Un haut responsable militaire du régime sioniste a averti que tout changement de la situation sur le terrain aurait un impact négatif direct sur l'efficacité du système de défense israélien face aux attaques d'envergure du Hezbollah.
Il a souligné qu'en cas d'offensive de grande envergure de la part du Hezbollah, la « défense robuste » revendiquée par l'armée israélienne au Sud-Liban s'effondrerait.
Cité par le journal israélien Yedioth Ahronoth, ce responsable militaire sioniste a déclaré que le retour des habitants des zones situées derrière la « ligne jaune » vers leurs foyers pourrait, compte tenu des effectifs actuels, fragiliser le dispositif défensif de l'armée. Il a affirmé que sans l'envoi de nouveaux renforts, le maintien d'un contrôle total sur ces zones se heurterait à de grandes difficultés.
Parallèlement, l'armée du régime sioniste fait face à une crise majeure de pénurie d'effectifs. La poursuite des combats sur plusieurs fronts, notamment à Gaza, en Cisjordanie, en Syrie et au Sud-Liban depuis octobre 2023, a considérablement érodé la puissance militaire de ce régime.
Le journal, citant des sources militaires, indique que l'ampleur des opérations militaires s'étend alors que l'armée ne s'agrandit pas. Cette situation engendre une pression sans précédent sur les réservistes et fait peser un risque d'épuisement à long terme ; au point qu'il est estimé que la durée de service de certains militaires pourrait atteindre près de mille jours à l'avenir.
Selon les estimations des institutions militaires israéliennes, l'armée de ce régime souffre d'un manque de 12 000 à 15 000 soldats, dont au moins 8 000 sont des unités combattantes.

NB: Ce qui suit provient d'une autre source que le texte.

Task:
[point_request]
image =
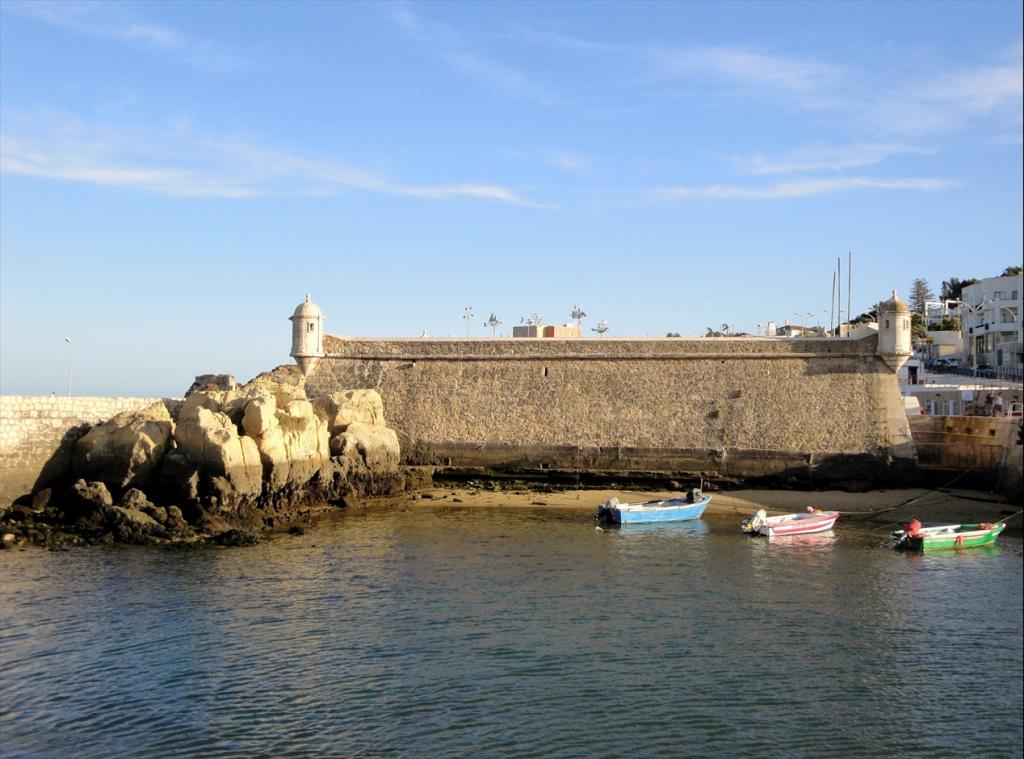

Les commandants militaires sionistes avertissent que si la durée du service militaire n’est pas prolongée à 36 mois, ce manque d’effectifs atteindra des niveaux catastrophiques. Dans ce contexte, Eyal Zamir, chef d'État-major de l'armée israélienne, a mis en garde contre l’érosion des capacités opérationnelles de l'armée et le risque d'un effondrement structurel.
🔻 🇱🇧🇵🇸 Le Hezbollah affirme avoir abattu un drone israélien dans le sud du Liban en réponse aux violations du cessez-le-feu par le régime pic.twitter.com/nn8IoZet4Q
— Press TV Français (@fr_presstv) April 24, 2026
Actuellement, l'armée du régime maintient un déploiement massif sur plusieurs fronts : plusieurs brigades opèrent à Gaza, des dizaines de bataillons sont déployés en Cisjordanie, cinq divisions sont positionnées au Sud-Liban, tandis que d'autres forces sont stationnées dans les zones tampons en territoire syrien.
Cette dispersion simultanée des effectifs, en l'absence de toute perspective claire de désengagement, impose une pression écrasante tant sur les effectifs que sur les réservistes.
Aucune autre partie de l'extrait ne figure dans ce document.